Nifty Midcap 100, Smallcap indices fall over 2% after US Fed rate cut; 87 of 100 midcap stocks trade in red

In the last few weeks, broader markets have seen a good run-up, especially the mid and the small-cap stocks, which saw long positions being built up mainly in anticipation of the US Fed rate cut.

Nifty Midcap 100 fell over 1800 points off day’s high in Sep 19 trade, registering its biggest intraday fall in over 1 month with 90 out of 100 constituents of Midcap 100 index trading in red.

Broader Indian markets fell on September 19, with Nifty Midcap and Smallcap indices giving up morning gains and slipping deep into red, after the US Fed’s first rate cut in over four years.

The Nifty Midcap 100 index shed over 1800 points from day’s high ending the trade at 59,351.90 points. As many as 87 of the 100 stocks in the index traded in red during the day. Indus Towers, Torrent Power, Vodafone Idea, Bharat Dynamics were among the top laggards on the index.

The Nifty Smallcap 100 index was down over 500 points during the day while concluding Thursday’s trade at 19,144.85 points, tracking the negative divergence in the broader market.

The India VIX, or volatility gauge, dropped over 6 percent to 12.5.

“Technically, there is negative divergence that has formed where Nifty Midcap index has made higher highs. But RSI has made a lower high, and such negative divergence is probably a short-term correction. We expect a corrective phase in the mid-cap in near-term,” said Ruchit Jain, Lead – Research, 5Paisa.com.

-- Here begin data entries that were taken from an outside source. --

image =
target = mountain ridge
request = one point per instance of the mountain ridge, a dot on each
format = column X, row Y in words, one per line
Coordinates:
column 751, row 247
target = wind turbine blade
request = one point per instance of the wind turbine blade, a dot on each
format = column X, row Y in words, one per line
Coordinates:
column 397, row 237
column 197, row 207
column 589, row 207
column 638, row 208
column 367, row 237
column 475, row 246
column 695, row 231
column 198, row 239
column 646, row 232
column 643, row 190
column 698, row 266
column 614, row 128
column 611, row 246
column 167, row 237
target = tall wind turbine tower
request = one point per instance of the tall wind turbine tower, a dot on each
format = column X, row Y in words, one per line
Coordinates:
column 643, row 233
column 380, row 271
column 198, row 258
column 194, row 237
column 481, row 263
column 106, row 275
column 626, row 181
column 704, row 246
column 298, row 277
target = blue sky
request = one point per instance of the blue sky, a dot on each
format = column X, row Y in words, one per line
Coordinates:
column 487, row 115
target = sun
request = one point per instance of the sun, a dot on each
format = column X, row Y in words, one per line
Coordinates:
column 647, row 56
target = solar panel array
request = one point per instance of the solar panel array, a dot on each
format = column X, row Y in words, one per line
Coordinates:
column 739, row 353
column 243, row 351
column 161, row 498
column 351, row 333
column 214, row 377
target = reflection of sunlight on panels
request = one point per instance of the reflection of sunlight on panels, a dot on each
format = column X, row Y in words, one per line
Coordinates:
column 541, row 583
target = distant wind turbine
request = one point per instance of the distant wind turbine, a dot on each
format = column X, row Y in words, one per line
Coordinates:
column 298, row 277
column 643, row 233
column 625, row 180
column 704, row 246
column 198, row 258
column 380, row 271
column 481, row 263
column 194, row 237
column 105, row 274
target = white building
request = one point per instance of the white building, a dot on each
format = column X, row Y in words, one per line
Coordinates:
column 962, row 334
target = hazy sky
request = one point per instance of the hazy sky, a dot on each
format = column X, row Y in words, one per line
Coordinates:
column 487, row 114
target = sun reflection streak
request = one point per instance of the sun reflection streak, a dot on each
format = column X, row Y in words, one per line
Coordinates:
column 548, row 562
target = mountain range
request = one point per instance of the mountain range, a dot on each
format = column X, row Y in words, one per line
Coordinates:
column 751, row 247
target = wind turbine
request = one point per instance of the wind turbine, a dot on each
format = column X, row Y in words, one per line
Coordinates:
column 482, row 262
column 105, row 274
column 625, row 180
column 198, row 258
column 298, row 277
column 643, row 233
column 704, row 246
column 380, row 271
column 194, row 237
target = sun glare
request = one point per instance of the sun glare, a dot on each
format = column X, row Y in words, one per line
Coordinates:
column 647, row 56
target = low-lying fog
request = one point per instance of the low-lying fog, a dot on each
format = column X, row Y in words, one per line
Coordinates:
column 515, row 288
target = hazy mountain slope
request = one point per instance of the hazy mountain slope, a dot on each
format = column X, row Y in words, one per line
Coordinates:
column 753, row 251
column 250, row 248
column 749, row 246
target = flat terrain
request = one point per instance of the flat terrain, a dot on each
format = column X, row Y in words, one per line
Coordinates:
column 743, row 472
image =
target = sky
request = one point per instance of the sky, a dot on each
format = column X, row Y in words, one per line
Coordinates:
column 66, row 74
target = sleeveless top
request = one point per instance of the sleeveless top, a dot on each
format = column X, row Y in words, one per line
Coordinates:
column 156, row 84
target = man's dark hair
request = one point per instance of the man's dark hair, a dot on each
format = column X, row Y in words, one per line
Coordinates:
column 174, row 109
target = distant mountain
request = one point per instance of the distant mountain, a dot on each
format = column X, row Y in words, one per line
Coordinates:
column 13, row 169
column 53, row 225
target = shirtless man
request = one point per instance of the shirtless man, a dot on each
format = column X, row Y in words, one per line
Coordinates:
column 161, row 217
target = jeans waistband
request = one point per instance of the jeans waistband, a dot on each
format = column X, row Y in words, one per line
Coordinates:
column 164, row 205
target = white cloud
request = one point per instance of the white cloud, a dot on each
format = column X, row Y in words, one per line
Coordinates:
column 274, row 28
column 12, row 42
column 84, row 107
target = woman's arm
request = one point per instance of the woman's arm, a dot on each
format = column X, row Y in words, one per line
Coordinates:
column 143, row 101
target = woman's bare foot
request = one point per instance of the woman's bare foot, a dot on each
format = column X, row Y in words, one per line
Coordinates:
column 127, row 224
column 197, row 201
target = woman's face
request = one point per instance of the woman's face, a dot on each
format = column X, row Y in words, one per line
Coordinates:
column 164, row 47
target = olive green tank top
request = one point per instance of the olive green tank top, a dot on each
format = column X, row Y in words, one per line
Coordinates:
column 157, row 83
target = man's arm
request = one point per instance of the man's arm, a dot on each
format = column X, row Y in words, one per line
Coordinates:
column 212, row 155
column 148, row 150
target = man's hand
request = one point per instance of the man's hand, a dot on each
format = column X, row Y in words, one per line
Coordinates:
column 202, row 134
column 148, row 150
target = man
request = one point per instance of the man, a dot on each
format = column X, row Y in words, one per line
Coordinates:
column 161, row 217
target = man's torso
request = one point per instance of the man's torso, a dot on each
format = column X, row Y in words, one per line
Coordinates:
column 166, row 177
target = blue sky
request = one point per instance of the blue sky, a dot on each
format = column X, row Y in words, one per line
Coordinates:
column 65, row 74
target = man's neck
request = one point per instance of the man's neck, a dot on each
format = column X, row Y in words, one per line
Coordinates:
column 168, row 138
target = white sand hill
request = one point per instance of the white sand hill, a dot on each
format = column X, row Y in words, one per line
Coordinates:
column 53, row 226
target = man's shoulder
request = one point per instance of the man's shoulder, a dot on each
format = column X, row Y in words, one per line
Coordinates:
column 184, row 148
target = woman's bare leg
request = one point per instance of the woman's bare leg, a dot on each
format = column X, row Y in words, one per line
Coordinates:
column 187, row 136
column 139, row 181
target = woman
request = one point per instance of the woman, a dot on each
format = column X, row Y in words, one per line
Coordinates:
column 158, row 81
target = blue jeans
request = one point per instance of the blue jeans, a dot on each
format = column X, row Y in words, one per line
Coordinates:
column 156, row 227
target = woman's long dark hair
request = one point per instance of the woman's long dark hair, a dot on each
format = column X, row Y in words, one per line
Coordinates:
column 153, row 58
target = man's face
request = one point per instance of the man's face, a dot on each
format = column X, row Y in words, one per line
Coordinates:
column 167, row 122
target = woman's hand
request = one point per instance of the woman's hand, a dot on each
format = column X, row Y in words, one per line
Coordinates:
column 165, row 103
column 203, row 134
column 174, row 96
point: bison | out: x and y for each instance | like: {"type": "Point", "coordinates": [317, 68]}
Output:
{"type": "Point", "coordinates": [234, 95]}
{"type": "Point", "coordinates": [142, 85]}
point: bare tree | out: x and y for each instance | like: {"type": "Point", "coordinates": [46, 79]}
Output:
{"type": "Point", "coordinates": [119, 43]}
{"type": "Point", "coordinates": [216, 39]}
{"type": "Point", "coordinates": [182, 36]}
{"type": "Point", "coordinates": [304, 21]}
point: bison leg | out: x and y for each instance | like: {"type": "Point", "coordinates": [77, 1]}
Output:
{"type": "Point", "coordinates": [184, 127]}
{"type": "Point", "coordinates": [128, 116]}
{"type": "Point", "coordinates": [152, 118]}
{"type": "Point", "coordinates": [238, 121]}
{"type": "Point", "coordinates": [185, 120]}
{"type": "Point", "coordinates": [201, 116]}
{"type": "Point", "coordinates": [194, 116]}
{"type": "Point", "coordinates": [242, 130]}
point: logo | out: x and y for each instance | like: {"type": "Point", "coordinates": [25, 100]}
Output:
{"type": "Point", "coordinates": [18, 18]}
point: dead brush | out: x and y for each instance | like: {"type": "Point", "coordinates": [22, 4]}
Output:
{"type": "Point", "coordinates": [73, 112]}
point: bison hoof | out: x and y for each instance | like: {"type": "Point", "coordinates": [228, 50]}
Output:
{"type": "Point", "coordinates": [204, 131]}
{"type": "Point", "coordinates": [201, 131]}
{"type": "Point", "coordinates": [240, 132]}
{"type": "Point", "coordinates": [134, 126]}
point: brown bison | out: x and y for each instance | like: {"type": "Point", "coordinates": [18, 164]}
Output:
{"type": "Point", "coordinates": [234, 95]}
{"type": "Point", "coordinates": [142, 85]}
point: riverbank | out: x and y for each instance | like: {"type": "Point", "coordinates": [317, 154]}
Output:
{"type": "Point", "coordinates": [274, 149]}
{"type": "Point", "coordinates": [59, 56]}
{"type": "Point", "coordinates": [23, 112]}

He advised traders to avoid bottom-fishing. “In the mid-cap space from a short term perspective, we could see some more dip before the segment stabilizes,” said Jain. The immediate support for Nifty Midcap 100 index is at around 58,500. If index breaks below this level, then it could fall further to 57,700 in the short term, he added.

In the last few weeks, broader markets have seen a good run-up, especially the mid and the small-cap stocks, which have seen significant gains. Long positions built up mainly in anticipation of the US Fed rate cut, which was finally delivered yesterday.

The US Federal Reserve cut its benchmark interest rate after more than four years. “What’s happening is that the positions were built in anticipation of any such big event. So after the outcome of the event the markets are witnessing profit booking as traders start unwinding these positions,” Jain noted.

Vinod Nair, Head of Research, Geojit Financial Services noted a larger-than-anticipated 50-bps rate cut by the Fed has introduced a note of caution in the domestic market, with concerns about a potential slowdown in future economic growth. Should this materialize, it could adversely affect the financial performance of mid- and small-cap stocks, which are currently trading at premium valuations. In contrast, large-cap stocks, with their more favourable valuations and business stability, are better positioned to weather a global economic downturn.

Defensive segment to rally?

Nair believes the global slowdown is unlikely to affect domestic consumption, particularly rural demand, which is expected to thrive due to favourable monsoon conditions, easing inflation, and increased government spending. Like the ongoing global currencies volatility is least expected to impacted them. In fact, they stand to benefit from anticipated lower inflation and steady demand, leading to improved profit margins. Investors are increasingly drawn to sectors with stable earnings growth, particularly the FMCG sector, which offers such prospects.

Asian markets have responded favourably to the 50-bps rate cut and accommodative monetary policy, expecting an improvement in FII inflows. India is likely to experience similar benefits in the short to medium term, although it currently remains in the background due to its elevated valuations, he added.

Sreeram Ramdas- Vice President at Green Portfolio PMS said the long term neutral rate is expected to be higher than what was anticipated before the meeting. The correction we are seeing is valuations falling from sky high levels in small and mid-caps which is well deserved.

The brokerage Nuvama Instituinal Equities said the Midcap100 remains in a long-term uptrend but is losing steam as momentum indicators are coming out of extreme overbought condition.

“The ratio chart of the Midcap100 against the Nifty50 has tested its long-term rising channel resistance zone and has retreated from its recent high, indicating short-term underperformance of the Midcap Space vs Large Caps,” it said.

The analysts at the brokerage said the Midcapcap100 index may experience 5-10 percent decline on violation of the 58,000 support level. While the support level is 19,00 for the Smallcap 100 and 24,600 for Microcap250.

Disclaimer: The views and investment tips expressed by investment experts on Moneycontrol.com are their own and not those of the website or its management. Moneycontrol.com advises users to check with certified experts before taking any investment decisions.